The professors had broken camp and headed back to Casper. School started the next day, and they were no doubt working on their syllabi. I felt that familiar lump in my throat. Maybe I should be more devoted to my profession? I wanted to introduce her to the professors. All that was left of the campsite was a ring of stones and soot.
In Dubois we had dinner at the Cowboy Café. “Anyone in this day and age who eats more than a quarter of a club sandwich is some kind of pervert or ne’er-do-well,” I said. Nothing on the menu worked for her so she ordered a salad sans dressing. Under the table she clutched a baggy of dried eggplant. I had a burger. Across the street was the hotel where we stayed the night we met. I stared it down. She said she had to get back to Jackson to help her mother who was planning a big party for Rosh Hashanah—otherwise, she said, we could get our old room back and have some fun. But comments like these merely underscore the fact that the romance has collapsed, and all that’s left is some housekeeping. Sooner or later you have to admit that enough is enough, even if it wasn’t enough.
The town was hopping. Octogenarians were crowding the boardwalks. Many of them wore blue ball caps denoting the Navy ships they had served on, the conflicts they had fought in. Korea. Vietnam. On their forearms there were deep green echoes of tattoos. Their wives steered them around and toted sacks of trinkets picked up in the multitudes of gift shops. They held hands.
Chiffon surrendered and ate a few fries off my plate. She said that those trout were the prettiest things she had ever seen, and that she had never been as lucky as she was today. I told her that these streams are like that: overlooked, out-of-the-way, and unpublished. Anyone can catch fish here.
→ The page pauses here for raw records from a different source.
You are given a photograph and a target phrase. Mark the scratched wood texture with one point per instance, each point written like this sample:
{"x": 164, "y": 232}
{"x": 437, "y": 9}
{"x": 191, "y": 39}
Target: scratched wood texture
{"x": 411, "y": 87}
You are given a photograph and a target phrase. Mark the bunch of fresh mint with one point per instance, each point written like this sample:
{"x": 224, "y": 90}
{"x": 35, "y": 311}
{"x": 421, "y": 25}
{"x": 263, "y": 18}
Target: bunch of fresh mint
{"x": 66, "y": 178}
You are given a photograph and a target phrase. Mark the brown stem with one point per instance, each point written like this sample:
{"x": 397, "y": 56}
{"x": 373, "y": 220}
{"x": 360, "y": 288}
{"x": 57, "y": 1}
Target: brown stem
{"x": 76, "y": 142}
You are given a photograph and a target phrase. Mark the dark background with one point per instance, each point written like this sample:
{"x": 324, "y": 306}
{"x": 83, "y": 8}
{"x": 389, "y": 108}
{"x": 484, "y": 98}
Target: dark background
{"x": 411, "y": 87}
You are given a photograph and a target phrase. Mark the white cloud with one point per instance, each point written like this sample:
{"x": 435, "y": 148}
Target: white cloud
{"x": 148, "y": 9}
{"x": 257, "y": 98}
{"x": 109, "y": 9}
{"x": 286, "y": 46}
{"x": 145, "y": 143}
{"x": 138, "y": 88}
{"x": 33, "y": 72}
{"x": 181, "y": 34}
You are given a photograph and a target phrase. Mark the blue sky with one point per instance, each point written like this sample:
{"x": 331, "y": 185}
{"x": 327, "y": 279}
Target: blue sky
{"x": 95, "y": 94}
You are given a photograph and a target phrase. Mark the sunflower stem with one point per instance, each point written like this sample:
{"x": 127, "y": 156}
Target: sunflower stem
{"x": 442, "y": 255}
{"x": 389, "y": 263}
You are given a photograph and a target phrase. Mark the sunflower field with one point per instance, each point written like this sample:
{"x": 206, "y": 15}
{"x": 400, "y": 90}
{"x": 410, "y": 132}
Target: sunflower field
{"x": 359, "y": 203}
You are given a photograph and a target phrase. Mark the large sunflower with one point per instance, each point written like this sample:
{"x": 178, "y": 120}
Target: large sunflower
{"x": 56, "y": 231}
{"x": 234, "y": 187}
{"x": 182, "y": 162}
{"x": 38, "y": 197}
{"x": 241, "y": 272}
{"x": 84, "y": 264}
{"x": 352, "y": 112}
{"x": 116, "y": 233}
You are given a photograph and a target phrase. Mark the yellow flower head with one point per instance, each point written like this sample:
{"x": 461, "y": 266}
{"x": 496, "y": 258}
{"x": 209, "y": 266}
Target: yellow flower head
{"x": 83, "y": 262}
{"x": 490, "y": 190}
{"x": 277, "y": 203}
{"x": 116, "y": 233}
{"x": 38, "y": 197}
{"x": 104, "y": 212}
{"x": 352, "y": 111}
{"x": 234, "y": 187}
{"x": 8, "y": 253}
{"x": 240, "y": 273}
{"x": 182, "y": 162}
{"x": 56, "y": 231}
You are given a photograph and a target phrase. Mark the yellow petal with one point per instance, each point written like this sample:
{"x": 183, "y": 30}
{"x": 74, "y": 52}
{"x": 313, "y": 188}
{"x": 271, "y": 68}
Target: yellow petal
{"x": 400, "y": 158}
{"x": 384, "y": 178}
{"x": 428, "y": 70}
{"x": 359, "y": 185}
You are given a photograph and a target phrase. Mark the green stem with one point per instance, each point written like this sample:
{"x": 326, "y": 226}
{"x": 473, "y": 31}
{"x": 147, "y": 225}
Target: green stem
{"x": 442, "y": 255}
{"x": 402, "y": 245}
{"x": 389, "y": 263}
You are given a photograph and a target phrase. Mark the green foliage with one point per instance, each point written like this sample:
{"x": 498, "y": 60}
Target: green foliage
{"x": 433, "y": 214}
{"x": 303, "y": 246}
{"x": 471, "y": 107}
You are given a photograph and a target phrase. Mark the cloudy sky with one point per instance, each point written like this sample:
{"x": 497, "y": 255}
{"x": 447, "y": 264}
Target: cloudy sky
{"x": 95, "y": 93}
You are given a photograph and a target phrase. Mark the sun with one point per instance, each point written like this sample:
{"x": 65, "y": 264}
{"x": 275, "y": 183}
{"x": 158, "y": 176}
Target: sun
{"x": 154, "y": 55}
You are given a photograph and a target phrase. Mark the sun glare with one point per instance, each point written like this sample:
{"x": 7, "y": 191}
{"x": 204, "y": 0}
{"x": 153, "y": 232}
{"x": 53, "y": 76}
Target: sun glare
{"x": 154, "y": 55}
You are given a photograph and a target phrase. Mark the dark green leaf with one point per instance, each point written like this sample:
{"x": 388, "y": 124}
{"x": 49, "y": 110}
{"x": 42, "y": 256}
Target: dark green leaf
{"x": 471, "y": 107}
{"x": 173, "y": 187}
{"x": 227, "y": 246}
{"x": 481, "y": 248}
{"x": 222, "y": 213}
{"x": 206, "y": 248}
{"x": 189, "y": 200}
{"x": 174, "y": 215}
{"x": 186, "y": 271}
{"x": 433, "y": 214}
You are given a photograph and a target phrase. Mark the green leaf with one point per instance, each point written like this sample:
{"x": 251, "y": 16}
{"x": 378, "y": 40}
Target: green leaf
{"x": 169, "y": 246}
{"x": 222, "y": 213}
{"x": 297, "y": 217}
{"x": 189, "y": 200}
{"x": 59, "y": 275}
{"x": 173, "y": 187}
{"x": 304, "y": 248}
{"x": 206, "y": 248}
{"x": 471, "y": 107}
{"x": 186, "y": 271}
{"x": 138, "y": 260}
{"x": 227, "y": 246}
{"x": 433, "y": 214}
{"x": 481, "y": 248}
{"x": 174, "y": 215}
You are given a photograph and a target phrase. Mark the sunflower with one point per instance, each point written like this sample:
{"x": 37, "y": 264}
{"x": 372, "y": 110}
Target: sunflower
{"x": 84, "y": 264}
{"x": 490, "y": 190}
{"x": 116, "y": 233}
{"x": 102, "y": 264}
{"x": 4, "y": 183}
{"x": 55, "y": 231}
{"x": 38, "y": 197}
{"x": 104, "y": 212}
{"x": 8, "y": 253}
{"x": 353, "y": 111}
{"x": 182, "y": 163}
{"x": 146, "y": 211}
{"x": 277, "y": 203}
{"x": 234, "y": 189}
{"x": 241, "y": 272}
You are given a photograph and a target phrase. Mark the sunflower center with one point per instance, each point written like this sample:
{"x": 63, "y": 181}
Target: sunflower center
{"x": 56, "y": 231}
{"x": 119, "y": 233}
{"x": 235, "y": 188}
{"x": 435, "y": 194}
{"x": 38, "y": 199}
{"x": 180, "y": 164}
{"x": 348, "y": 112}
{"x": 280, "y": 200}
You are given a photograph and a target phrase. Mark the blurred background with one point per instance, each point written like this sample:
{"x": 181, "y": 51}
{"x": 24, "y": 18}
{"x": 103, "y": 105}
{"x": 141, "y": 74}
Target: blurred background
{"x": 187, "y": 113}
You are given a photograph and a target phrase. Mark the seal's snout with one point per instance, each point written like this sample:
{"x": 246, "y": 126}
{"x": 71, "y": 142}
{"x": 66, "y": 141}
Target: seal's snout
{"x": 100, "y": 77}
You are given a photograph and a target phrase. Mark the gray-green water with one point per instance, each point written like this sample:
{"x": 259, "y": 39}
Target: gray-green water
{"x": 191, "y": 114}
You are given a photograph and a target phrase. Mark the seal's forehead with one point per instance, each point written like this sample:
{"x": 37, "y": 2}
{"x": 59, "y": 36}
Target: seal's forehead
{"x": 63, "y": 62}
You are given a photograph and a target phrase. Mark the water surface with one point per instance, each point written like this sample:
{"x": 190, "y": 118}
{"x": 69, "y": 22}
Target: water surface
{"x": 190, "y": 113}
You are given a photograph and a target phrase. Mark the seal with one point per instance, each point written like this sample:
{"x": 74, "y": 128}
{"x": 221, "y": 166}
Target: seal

“The famous places are pretty much ruined,” I said.
Are you the kind of guy who is going to act, or are you too meek to do what needs to be done? I queried myself as we stood beside her truck to say good-bye. I was facing a three-hour drive across the Indian reservation and natural gas operations. It was impossibly hot and dry. The storm had blown itself out and blue skies were breaking over the Absaroka Range.
She attempted a quick goodbye and hugged me. We were like that for a while. When she went to pull away, I pulled her back. I said, “Do you remember how you used to sleep on me?” Or at least I think I said that. My head was buzzing. She smelled like DEET and sweat, but in a good way. She reached up and massaged my neck. It seemed like we could stay like this forever.
“Get a room!” yelled a teenager with a pronounced Adam’s apple. He was putting through town in an old Honda, the same year as the one I inherited from my mother. I made a note of his license plate in case I ever ran into him under other circumstances.
The thing about driving across the Wind River Indian Reservation is that you have plenty of time to think. Crowheart Butte accompanied me for the first hour. Then it was just me and Henderson and the road. The asphalt was wet from the passing storm. It’s best not to stop along the highway at the various impromptu monuments to Indian deaths. I tuned into the reservation radio station and listened to the drumbeats and high-pitched wails. The sun was still up and it was hot. I tried not to think about Chiffon. I had to get back to my life in Casper, and she had to get back to hers.
Crowheart Butte faded in the rearview.